Trump declares Iran ceasefire extension, talks in doubt
· RTE.ieUS President Donald Trump said he would indefinitely extend the ceasefire with Iran to allow for further peace talks, although it was not clear if Iran or Israel, the US ally in the two-month war, would agree.
Mr Trump said in a statement on social media the US had agreed to a request by Pakistani mediators "to hold our Attack on the Country of Iran until such time as their leaders and representatives can come up with a unified proposal ... and discussions are concluded, one way or the other."
Pakistan's leaders have hosted peace talks in Islamabad to end a war that has killed thousands of people and shaken the global economy.

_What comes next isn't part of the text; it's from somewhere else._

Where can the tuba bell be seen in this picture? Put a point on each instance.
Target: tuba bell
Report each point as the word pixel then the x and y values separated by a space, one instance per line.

However, even as he announced what appeared to be a unilateral ceasefire extension, Mr Trump also said he would continue the US Navy's blockade of Iran's trade by sea, considered an act of war by Iran.
There was no response early to Mr Trump's announcement from senior Iranian officials, although some initial reactions from Tehran suggested Mr Trump's comments were being treated skeptically.
Tasnim News Agency, affiliated with the Islamic Revolutionary Guards Corps, said Iran had not asked for a ceasefire extension and repeated threats to break the US blockade by force.
An adviser to Iran's lead negotiator, the speaker of parliament Mohammad Baqer Qalibaf, said Mr Trump's announcement carried little weight and may be a ploy.
Mr Trump's wartime rhetoric has veered between extremes. In an expletive-filled threat against Iran only two weeks ago he promised that a "whole civilization will die tonight", while at other times he has appeared keen to end the violence and market uncertainty.
With his announcement, Mr Trump again pulled back at the last moment from his threats to bomb Iran's power plants and bridges.
United Nations Secretary General António Guterres and others have condemned those threats, noting international humanitarian law forbids attacks targeting civilians and civilian infrastructure.
Next peace talks uncertain
The US and Israel began the war on 28 February with aerial bombardments of Iran.
The conflict quickly spread to Gulf states that host US military bases and to Lebanon once the Iran-allied militant group Hezbollah joined the fighting.
Israeli Prime Minister Benjamin Netanyahu has for decades sought to oust Iran's leadership, but Mr Trump has given shifting and sometimes contradictory rationales for joining Israel to launch the war and how he foresees it ending, stirring confusion in global markets.
US stock futures rose, the dollar wavered and oil prices turned lower after Mr Trump's announcement.
More than 5,000 civilians have been killed across the region and hundreds of thousands displaced so far, mostly in Iran and Lebanon, and the war has led to the virtual closure of the Strait of Hormuz, a vital chokepoint in global energy markets between Iran and Oman, sending oil prices soaring and fears that the global economy could enter a recession.
Israel-Lebanon talks
On another front in the war, Israel and Lebanon, which have no diplomatic relations, will hold fresh talks in Washington tomorrow, a State Department official told AFP.
A separate ten-day ceasefire was agreed between the two nations on Friday and included Hezbollah, whose rocket fire in support of Iran drew Lebanon into the wider Middle East conflict.
Sporadic violence has continued and Israel's military warned civilians against returning to dozens of villages in southern Lebanon.
Yesterday, the Israeli army said the "Hezbollah terrorist organization launched several rockets" at its troops in Lebanon, adding it had "struck the launcher from which the rockets were launched."
Israeli attacks on Lebanon have killed at least 2,454 people since the start of the war, a Lebanese government body said in its latest toll.
Hezbollah said it launched an attack on northern Israel in retaliation for what it said were Israeli violations of the ceasefire, the first such claim since the truce began.